From Sabalenka’s point of view, the key stat was the unforced error count: She committed 29, Pliskova only 12. Sabalenka fired her favorite shot, her crosscourt forehand, for winners, but she shanked almost as many. Pliskova couldn’t match Sabalenka’s baseline pace, but she redirected the ball, counter-punched opportunistically, and moved just well enough herself.

“I did exactly what I had to do,” Pliskova said.

Now she’ll play her third final of the year, and hope to earn her first title. After her runner-up finish at Wimbledon, I wondered whether that performance, and how close she came to taking home the game’s biggest trophy, would change her mindset in any way. Pliskova has always had sky-high talent, but not the expectations to match. If she can set them higher, she can win any title, and win it multiple times. That was true when she was 23, and it’s still true at 29.

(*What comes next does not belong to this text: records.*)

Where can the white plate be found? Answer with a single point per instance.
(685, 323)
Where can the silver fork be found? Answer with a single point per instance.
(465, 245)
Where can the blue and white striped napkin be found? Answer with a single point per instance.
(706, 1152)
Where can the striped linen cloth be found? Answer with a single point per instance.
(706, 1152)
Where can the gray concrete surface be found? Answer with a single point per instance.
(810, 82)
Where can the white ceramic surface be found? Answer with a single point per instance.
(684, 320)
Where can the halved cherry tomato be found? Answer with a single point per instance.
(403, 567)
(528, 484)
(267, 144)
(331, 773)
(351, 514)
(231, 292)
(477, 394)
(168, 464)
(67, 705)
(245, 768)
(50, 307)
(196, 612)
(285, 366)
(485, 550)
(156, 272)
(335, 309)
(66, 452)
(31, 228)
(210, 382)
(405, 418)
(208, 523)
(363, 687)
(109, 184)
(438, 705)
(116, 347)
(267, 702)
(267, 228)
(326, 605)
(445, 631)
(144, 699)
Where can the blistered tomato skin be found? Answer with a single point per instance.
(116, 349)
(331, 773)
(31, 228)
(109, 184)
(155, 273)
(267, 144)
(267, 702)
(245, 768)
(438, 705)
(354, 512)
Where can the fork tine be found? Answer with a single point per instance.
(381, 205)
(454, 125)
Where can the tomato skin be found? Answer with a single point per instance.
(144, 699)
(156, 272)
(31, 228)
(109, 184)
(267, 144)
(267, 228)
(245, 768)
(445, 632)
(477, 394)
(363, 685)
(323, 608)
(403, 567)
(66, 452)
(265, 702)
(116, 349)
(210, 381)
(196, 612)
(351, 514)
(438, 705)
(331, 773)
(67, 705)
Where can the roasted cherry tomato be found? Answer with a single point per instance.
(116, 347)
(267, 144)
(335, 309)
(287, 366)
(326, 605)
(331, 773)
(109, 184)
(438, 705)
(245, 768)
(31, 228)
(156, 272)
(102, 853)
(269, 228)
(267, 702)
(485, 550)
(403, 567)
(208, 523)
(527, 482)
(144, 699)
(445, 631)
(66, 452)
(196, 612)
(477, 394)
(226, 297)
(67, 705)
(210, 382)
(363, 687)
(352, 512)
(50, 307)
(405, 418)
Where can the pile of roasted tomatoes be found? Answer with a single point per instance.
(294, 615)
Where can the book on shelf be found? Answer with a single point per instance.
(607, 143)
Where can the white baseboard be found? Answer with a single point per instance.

For now, Pliskova will try to win her first event of 2021 against either Jessica Pegula or Camila Giorgi. Who do you think she’s rooting for? Pliskova and Pegula have already faced off four times this season, and the American has won all four. If Pliskova is going to rise higher in the rankings and contend for majors, she has to move well and expect more from herself. But she’s also going to have to beat Pegula sooner or later. There’s no time like the present.